Duro attacco del segretario regionale del Pd Puglia e consigliere regionale Domenico De Santis contro il decreto del Governo sulla riforma della Medicina Generale e della Pediatria di libera scelta.
Secondo De Santis, il cosiddetto “decreto Schillaci” rappresenterebbe “un progetto inadeguato e inaccettabile”, destinato a scontentare medici, sindacati e cittadini.
“Materia già regolata dagli accordi”
Nel mirino del dirigente dem c’è soprattutto il metodo utilizzato dal Governo.
“La politica entra a gamba tesa su un campo in cui vigono altre regole”, sostiene De Santis, riferendosi ai rapporti costruiti negli anni attraverso accordi sindacali e confronti con l’Ordine dei Medici.
Per il segretario del Pd Puglia, imporre vincoli legislativi in una materia già regolata dalla contrattazione rappresenterebbe un precedente pericoloso che rischia di ridimensionare il ruolo dei sindacati e delle tutele dei lavoratori.
“Oggi tocca ai medici di medicina generale e ai pediatri di libera scelta, domani chissà”, afferma.
Il nodo delle Case di comunità
De Santis contesta anche il merito della riforma, sostenendo che l’Accordo collettivo nazionale della Medicina Generale contenga già strumenti sufficienti per garantire la presenza dei medici nelle Case di comunità e nei presidi territoriali.
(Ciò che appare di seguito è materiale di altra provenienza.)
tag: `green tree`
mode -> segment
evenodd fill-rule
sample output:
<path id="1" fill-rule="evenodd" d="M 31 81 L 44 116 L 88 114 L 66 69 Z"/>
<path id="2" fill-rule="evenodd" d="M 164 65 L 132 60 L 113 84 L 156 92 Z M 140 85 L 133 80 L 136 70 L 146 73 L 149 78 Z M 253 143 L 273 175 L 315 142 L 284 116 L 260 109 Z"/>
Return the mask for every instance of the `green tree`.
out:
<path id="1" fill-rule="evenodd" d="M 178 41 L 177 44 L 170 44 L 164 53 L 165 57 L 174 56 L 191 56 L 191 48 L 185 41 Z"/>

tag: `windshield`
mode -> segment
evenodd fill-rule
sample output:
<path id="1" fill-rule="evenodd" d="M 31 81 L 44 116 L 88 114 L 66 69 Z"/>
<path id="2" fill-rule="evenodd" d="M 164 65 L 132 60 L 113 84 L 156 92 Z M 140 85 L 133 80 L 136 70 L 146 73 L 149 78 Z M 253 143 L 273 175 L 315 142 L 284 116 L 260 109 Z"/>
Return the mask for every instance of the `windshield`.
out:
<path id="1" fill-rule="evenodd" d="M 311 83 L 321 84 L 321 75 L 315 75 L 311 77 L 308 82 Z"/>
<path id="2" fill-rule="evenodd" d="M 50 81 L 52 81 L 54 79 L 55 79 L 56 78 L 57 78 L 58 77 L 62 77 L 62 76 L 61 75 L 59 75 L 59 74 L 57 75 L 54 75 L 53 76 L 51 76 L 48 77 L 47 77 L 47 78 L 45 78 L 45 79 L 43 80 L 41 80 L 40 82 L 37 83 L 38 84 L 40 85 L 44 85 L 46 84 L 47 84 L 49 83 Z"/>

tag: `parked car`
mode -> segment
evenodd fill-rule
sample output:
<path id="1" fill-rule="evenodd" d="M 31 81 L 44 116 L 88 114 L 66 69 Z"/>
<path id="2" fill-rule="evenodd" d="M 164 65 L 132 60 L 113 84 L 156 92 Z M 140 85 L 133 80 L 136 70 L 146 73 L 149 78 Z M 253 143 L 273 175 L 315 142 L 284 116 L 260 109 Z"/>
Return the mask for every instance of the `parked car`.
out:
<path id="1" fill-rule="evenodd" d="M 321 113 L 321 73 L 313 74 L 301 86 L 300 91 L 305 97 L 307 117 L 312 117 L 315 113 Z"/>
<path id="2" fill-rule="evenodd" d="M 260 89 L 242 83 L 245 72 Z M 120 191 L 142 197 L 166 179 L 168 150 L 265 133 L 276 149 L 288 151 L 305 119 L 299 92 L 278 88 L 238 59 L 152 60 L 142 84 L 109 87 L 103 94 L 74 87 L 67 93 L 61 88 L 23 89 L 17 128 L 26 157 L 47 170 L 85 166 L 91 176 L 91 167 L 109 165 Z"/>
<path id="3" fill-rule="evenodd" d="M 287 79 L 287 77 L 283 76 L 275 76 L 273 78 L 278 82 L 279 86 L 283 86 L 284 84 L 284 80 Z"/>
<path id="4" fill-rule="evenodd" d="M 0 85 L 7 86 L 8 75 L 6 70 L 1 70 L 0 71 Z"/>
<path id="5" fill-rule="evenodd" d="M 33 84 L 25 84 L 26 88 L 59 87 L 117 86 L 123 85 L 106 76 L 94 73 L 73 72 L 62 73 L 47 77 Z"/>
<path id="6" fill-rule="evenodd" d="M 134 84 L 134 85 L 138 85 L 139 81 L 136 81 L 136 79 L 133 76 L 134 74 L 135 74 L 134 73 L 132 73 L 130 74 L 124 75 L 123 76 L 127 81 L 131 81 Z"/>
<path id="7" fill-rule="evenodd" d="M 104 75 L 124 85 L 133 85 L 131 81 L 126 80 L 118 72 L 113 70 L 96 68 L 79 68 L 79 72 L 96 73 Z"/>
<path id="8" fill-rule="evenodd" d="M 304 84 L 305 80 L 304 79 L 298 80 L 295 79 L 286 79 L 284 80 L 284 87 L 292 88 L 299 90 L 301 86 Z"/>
Secondo il consigliere regionale, in Puglia sarebbe sufficiente applicare quanto previsto dall’Accordo integrativo regionale siglato nel maggio 2025.
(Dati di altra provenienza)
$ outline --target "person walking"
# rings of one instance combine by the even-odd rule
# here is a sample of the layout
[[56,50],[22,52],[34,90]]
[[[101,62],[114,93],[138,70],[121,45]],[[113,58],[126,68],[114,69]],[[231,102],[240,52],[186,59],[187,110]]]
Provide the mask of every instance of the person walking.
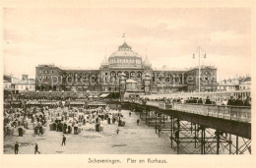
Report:
[[15,154],[18,154],[18,152],[19,152],[19,143],[18,143],[18,141],[16,141],[16,143],[14,145],[14,152],[15,152]]
[[66,137],[63,135],[61,145],[66,145]]
[[115,132],[116,132],[116,135],[118,135],[120,132],[119,128],[117,128],[117,130]]
[[137,125],[138,125],[138,126],[140,125],[140,119],[137,120]]
[[39,154],[40,154],[40,152],[38,151],[38,145],[37,145],[37,143],[35,143],[35,146],[34,146],[34,154],[36,154],[36,153],[39,153]]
“Bisogna portare a compimento il processo di riorganizzazione della medicina generale insieme alle organizzazioni sindacali”, spiega, “senza disconoscere quanto già condiviso e sottoscritto”.
“La Regione sta con i medici di famiglia”
Nel suo intervento, De Santis ribadisce il sostegno della Regione Puglia ai medici di famiglia e ai pediatri di libera scelta, sottolineando l’importanza della concertazione per affrontare il tema della medicina territoriale.
Secondo il segretario del Pd pugliese, la riforma proposta dal Governo Meloni rischierebbe invece di generare ulteriori tensioni in un settore già alle prese con carenze di personale e criticità organizzative.